Day 69 – Social Circles

by Dan


The great thing about holidays is that you get lots of thinking time, especially when you maintain a routine of being up a couple of hours before everyone else and indulging in some reflective pursuits!

One evening last week we watched the movie “The Social Network” which is a dramatised but (mostly) factual account of the origins of Facebook. After watching, I let my mind play around with it for a couple of days. Particularly I was interested in comparing the intended purpose of the site with how I use it, and comparing the virtual world with the real one.

So what is Facebook for? It is a tool to enable you to socialise with your friends and acquaintances online, in real time, across the entire globe. It prevents space and time barriers from interrupting your social circles, and to subscribe to news and information that is relevant to you. It works the same as socialising in the real world, but without the real world limitations. This is how it can get out of control – you can be up to date with the comings and goings of people you would normally rarely see (in some cases never) and people that you hardly know at all.
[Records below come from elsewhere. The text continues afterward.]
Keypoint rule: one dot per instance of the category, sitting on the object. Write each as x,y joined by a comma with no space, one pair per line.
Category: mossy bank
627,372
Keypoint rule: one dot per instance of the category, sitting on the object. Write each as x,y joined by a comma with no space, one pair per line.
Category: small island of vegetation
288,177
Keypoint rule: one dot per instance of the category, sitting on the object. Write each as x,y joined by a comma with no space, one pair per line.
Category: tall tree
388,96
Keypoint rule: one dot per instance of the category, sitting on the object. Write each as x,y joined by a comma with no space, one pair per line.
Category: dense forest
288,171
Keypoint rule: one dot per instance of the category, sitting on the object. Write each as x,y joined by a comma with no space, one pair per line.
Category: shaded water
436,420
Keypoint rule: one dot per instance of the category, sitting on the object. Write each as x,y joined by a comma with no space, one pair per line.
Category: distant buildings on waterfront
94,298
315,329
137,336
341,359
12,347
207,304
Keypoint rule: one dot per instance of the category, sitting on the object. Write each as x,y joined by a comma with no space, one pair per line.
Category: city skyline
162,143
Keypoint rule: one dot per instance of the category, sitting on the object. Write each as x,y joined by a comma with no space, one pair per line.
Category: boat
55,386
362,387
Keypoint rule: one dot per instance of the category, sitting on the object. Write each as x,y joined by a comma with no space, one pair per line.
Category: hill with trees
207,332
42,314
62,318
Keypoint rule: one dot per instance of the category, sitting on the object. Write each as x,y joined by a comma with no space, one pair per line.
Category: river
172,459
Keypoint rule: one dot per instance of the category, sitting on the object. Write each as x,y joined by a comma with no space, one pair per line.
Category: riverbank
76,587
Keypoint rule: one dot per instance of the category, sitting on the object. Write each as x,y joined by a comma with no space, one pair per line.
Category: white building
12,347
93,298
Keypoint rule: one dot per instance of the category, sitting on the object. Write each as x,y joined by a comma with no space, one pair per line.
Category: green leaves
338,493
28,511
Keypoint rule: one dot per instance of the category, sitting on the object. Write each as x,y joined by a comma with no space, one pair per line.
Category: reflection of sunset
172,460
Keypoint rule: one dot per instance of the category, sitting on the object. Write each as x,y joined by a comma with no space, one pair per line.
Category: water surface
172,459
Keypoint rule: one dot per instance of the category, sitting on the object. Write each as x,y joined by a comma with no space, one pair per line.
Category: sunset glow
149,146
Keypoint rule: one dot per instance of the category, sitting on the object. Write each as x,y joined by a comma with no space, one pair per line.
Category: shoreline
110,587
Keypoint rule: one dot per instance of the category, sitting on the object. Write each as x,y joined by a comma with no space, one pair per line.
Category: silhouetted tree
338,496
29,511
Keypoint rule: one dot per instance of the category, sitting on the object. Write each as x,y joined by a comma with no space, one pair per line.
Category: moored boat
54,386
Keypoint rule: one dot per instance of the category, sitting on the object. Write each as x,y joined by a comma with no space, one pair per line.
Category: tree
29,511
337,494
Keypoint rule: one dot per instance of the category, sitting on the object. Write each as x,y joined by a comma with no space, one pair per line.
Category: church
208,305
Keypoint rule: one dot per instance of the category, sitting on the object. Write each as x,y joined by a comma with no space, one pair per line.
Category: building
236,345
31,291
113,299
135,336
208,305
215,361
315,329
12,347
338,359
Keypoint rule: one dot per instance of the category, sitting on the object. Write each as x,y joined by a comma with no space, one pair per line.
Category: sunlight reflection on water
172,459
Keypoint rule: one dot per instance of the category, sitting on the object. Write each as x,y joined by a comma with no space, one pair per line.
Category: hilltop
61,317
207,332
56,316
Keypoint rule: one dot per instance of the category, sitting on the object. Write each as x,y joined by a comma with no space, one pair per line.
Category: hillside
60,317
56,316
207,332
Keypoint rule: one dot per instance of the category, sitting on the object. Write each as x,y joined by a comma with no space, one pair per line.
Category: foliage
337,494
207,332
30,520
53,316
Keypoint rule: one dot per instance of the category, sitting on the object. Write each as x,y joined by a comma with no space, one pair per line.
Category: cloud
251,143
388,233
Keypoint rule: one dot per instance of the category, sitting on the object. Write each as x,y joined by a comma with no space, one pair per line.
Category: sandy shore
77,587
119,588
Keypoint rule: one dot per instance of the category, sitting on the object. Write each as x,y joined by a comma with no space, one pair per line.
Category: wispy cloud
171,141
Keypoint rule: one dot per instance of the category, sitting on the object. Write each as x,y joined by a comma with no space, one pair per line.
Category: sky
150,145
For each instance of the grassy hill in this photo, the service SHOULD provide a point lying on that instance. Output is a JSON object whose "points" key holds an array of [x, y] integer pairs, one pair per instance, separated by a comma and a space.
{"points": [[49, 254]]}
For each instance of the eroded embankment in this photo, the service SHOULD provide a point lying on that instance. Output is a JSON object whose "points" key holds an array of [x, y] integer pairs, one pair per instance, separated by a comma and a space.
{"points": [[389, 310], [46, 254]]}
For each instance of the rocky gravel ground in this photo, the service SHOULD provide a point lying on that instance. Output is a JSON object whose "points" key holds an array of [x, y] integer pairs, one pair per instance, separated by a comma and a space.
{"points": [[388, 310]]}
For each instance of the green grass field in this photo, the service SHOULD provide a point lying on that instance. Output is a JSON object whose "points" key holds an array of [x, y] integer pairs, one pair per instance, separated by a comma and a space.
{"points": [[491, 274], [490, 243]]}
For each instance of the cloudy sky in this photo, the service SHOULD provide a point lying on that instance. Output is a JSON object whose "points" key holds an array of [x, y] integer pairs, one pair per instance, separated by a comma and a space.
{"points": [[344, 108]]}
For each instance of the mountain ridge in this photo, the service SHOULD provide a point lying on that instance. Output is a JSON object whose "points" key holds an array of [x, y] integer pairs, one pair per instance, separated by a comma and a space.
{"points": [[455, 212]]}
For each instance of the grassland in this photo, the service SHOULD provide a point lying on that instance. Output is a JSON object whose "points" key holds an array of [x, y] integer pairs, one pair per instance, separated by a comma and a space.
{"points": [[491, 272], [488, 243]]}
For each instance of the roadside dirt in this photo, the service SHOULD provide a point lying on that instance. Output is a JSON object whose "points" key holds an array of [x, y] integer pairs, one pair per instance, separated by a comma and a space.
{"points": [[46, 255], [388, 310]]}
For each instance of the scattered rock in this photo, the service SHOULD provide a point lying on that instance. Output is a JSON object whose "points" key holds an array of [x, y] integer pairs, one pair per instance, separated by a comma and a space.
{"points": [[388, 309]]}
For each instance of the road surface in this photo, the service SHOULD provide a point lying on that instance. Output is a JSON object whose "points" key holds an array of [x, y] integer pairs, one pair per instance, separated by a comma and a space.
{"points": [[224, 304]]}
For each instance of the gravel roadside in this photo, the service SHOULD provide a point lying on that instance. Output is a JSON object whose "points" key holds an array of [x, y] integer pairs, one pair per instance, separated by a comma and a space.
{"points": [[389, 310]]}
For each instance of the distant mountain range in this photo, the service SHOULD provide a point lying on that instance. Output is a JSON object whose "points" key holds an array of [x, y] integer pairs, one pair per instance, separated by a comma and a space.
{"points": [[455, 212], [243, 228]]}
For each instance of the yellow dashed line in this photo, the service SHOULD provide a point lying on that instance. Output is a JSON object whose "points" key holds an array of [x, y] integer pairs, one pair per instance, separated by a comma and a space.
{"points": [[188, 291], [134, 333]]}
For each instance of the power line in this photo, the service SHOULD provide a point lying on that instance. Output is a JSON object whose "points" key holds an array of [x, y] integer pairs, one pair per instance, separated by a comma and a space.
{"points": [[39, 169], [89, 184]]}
For the Nosey Parkers amongst us that’s wonderful news, but for the majority of us that can lead to a place where Facebook is overwhelming and more of a burden than an enabler. This also applies to other Social Networking tools like Twitter, LinkedIn etc etc…

The other problem is that a lot of content from people is them participating in their other social circles, which have nothing to do with you. Imagine sitting in a bar and listening to every conversation at every table at the same time – what a nightmare! (Nosey Parkers are probably thigh-rubbingly excited by now!)

While I have been on holiday, I’ve been lucky in that I have been able to connect to some form of data signal on most days and keep up with my social networks. On slow connections that does take some time however, and this painfully reveals the content within those updates that really isn’t useful to you. The problem is that within the noise there is content that you really wouldn’t want to miss – e.g. stuff going on with your close friends or family that you derive great value from being up to date with. So whilst I toyed with the idea of ignoring it all completely for a fortnight, I knew that this would only lead to a monster session upon my return home, trying to catch up.

In order to work out a different way to skin the proverbial cat, I thought about it in terms of real world interactions, and categorised my social circles as follows:

1. Close Friends and Family. People really important to me, and people who I really want to be on the pulse with all of the time.
2. Friends I see regularly and enjoy socialising with. These people I can catch up with when I see them, but as we are together regularly this isn’t a problem. These are people I would enjoy sitting in a bar with and enjoying random social banter, just enjoying each others company.
3. Friends I see infrequently. I’m interested to hear about the big news in their lives, but nothing else on their agenda couldn’t wait for if and when I see them next and we have a catchup.
4. Acquaintances I don’t know very well but due to their wisdom, wit, or content I want to stay connected to.
5. People who fail the Zero-Based Thinking question of “Knowing what I now know, would I have become aquatinted with them in the first place?”

Now, what becomes clear is that there is a distinct hierarchy of importance to the online content of those different groups. But what do I have? I have a Facebook news feed that gives an even priority to each of them, and the airtime each gets is dictated by them not me. This, I have realised, has been my problem with Facebook and my solution so far has been to make a very binary decision as to whether someone is a Facebook-friend or not, when in fact there is a huge grey category of connections who you want to keep, but don’t consider to be a priority – just as it is in the physical world.

Fortunately Facebook has some settings that can help. As shown in the image above you can adjust the subscription setting for each acquaintance to give some friends priority over others. For each you can choose whether to receive “all updates”, “most updates” or “only important updates”. For each of my categories above I reckon they should be assigned as follows:

1. All Updates
2. Most Updates
3. Only important updates
4. This could be any of the three depending on how much value they create, and sometimes how much content they push at you
5. None of the above – the “unfriend” setting is required for these, or if that is going to potentially cause a physical-world problem them the “hide all updates” can be used.

Today, I went through every update that appeared in my news feed this morning and assigned one of the above. We’ll see if that has the desired effect and if so I’ll roll it across all of my network. Additionally if this dramatically reduces my news feed, then it may be possible to ignore it all whilst on holiday and have a much easier job of catching up with the important stuff on my return. I will of course keep you posted!